Once all the fitnesses are calculated, we decide to keep a given amount of individuals with the best fitness, that is to say the individuals that give the best fitting result with the curve the closest to the dataset. These individuals are the selected few that will be used to generate the next set of individuals that we are going to call the offsprings. This is what is done by the “select_mating” function:

class PolynomialGeneticAlgorithm:
...
    def select_mating(self, number_of_mates):
        selected = np.zeros((number_of_mates, self.order))
        for i in range(number_of_mates):
            max_fitness = max(self.fitness)
            max_fitness_index = np.where(self.fitness == max_fitness)[0][0]
            selected[i] = self.population[max_fitness_index]
            self.fitness[int(max_fitness_index)] = 0.0
        return selected

And now the fun begins. It is good to have an even number of selected individuals to create pairs of individuals for the “mating” simulation. Let’s focus on a pair of individuals that were selected. They are S1 and S2. S1 is a set (a_0, a_1, a_2, … a_n) and S2 is a set (a’_0, a’_1, a’_2, …, a’_n). The idea of the mating simulation is to generate from these two sets, two more sets of offspring by mixing the values in the set between one another. To do that, we need to decide of a crossover point. This is the moment where we need to think of the sets as chromosomes in the discussion. Each set is the same length, n. We need to decide a crossover point (index k) that is comprised between 0 and n, k in ]0,n[. This crossover point can either be chosen at random or fixed at some point, in the middle of the set.

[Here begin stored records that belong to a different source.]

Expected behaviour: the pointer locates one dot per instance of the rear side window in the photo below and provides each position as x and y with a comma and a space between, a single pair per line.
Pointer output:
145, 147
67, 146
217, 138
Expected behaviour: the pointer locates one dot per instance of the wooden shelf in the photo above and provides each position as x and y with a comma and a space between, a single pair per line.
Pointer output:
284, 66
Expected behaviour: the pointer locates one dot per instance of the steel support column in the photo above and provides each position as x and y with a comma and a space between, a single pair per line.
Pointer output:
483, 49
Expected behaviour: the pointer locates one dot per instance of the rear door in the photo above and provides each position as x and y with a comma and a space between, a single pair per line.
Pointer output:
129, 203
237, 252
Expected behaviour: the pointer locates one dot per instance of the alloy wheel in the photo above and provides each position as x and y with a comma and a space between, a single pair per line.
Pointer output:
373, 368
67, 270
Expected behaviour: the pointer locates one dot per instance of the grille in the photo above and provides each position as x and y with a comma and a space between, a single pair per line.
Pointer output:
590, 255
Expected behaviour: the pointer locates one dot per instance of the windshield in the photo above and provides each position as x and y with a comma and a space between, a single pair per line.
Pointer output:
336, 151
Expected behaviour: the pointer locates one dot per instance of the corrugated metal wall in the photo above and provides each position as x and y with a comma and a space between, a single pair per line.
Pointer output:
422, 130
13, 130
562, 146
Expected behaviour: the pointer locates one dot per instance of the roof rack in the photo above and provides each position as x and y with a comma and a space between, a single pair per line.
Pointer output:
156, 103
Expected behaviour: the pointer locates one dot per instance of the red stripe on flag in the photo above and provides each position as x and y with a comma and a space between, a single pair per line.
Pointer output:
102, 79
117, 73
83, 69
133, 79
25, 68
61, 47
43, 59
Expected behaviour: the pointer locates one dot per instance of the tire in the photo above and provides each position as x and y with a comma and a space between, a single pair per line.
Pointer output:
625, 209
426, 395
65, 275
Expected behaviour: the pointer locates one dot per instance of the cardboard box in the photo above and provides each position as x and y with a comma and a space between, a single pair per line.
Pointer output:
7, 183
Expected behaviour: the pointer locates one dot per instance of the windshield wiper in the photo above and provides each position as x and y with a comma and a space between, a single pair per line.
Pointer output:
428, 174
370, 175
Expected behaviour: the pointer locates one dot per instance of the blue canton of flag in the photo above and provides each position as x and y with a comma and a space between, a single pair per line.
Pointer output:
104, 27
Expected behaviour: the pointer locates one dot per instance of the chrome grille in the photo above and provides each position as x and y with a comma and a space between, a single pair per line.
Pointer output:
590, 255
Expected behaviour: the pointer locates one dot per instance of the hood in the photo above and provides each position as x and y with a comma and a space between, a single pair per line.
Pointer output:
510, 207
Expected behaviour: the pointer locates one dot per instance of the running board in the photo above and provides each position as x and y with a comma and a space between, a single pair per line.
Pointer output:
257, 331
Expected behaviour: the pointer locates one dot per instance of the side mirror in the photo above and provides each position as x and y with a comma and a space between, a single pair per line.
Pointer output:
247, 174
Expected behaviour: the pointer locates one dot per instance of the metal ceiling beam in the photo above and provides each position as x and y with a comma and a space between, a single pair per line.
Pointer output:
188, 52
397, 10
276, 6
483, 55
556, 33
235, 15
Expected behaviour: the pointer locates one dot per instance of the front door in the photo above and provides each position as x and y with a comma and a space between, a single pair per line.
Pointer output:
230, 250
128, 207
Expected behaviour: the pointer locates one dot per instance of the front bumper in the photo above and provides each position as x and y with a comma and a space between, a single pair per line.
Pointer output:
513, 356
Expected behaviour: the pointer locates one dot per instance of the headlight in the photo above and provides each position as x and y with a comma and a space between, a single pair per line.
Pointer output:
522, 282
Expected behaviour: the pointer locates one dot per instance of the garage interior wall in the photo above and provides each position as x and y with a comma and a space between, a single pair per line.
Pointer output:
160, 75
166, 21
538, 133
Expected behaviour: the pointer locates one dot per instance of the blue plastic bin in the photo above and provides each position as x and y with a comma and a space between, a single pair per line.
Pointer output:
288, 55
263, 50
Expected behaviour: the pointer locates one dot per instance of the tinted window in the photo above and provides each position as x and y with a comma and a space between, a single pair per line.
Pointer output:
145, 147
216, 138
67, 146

Here is the code corresponding to the crossover step:

class PolynomialGeneticAlgorithm:
...
    def crossover(self, parents, random_crossover=False):
        offspring = np.zeros((len(parents), self.order), dtype=float)
        couples = addons.create_random_couples(parents.tolist())
        index = 0
        for couple in couples:
            if len(couple) == 2:
                if random_crossover:
                    crossover_point = np.uint8(np.random.uniform(1, self.order))
                else:
                    crossover_point = np.uint8(self.order / 2)
                offspring[index] = couple[0][:crossover_point] + couple[1][crossover_point:]
                offspring[index+1] = couple[1][:crossover_point] + couple[0][crossover_point:]
                index += 2
            else:
                # There are no mate for this individual, so it is skipped.
                offspring[index] = couple[0]
                index += 1

        return offspring

I use in this bit of code another function called “create_random_couples”, from outside this script, that is going to select randomly the selected parents for the mating. This way, I don’t make just the best solutions mate with one another and have the less efficient solutions mate with one another. It is all done randomly. Here is that function:

def create_random_couples(list_of_elements:list):
    random.shuffle(list_of_elements)
    index = 0
    result = []
    for _ in range(len(list_of_elements) // 2):
        result.append([list_of_elements[index], list_of_elements[index+1]])
        index += 2
    if len(list_of_elements) % 2:
        result.append([list_of_elements[-1]])
    return result

Little pause here. I wrote earlier that I liked the genetic algorithm because it simulates life. And here is the precision about this. The crossover process is something that really happens between chromosomes. In each one of our cells there are two copies of each chromosomes, one from the father, one from the mother. That is what you see when you do the human caryotype [1]. You see 23 pairs of chromosomes, 46 total. 23 coming from the mother, 23 coming from the father. During the fabrication of the gametes, that is to say the eggs or the sperm cells, the chromosomes go through the meiosis step, where they first duplicate, forming the famous x shape that we see when we picture chromosomes. They then intertwine, and eventually one bit of the information encoded in the chromosome coming from the father gets in the chromosome coming from the mother, or vice-versa. This step is called the cross-over [2]. And this is what we are simulating here in our algorithm…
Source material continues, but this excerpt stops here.